The pointlessness of this Labour government then is not down to Keir Starmer's lack of vision or his inscrutability ("His innermost beliefs are a mystery even to the cabinet", according to Rafael Behr), any more than it is to the inadequacies as Chancellor of the woman dismissed by her patronising critics as "Rachel from Accounts". The lack of point is the point. This is a government that was engineered by the politico-media caste to thwart the left, eject the hapless Tories before they did any more damage, and otherwise just sit tight until something turned up to give the economy a boost. Possibly AI, possibly better trade deals with the US and EU. This is a government that refuses to publicly choose between the interests of capital and labour and believes it can steer a course between the two. But each touch on the tiller simply enrages more people, now on one side, now on the other. The result is a general collapse in support. Perhaps we will all be surprised on Wednesday and the pre-budget leaks and briefings will turn out to have been a cunning diversion, but I suspect that what will see is another timid exercise that will satisfy few.

On Bluesky, you draw attention to an article by Jonathan Freedland about Brexit.

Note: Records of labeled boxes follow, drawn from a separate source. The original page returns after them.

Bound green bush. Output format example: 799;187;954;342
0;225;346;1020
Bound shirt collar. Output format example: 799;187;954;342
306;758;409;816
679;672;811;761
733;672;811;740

ReplyDeletehttps://www.theguardian.com/commentisfree/2025/nov/21/rachel-reeves-ignoring-cause-britain-woes-brexit-shaped-hole-roof
At the Labour Party conference in 2016, just after the referendum, Rachel Reeves said that the UK had to end European Freedom of Movement because, if it didn't, there would be rioting. That means that she wanted to leave the Single Market, ie she wanted a Hard Brexit. There is no mystery why the government doesn't talk about Brexit: it is made up of people who wanted to end FoM 10 years ago - ie they were Hard Brexiteers. The outlier was the run-up to the 2019 General Election when they pretended to want a 2nd referendum nut it should be clear by now that that was just lying.
Freedland himself, 10 years ago, wanted the UK to stay in the EU but opt out of FoM. This was never an option. The EU was clear that it wasn't going to unbundle the four freedoms.
As you say, this is a government that refuses to publicly choose between real options. Closer relations with the EU means fighting back against the screams of horror from some sections of our press and they're not up to that. That's not why they are in politics.
The irony is that the Labour Party, since the days of Kinnock, in trying to insulate itself from the influence of members or affiliated organisations such as the unions has only succeeded in making itself more vulnerable to powerful external interests like the media, business and finance. After all, they are now only a small clique of professional politicians and hangers-on with a very shallow and unstable level of electoral support. And everyone is well aware of this.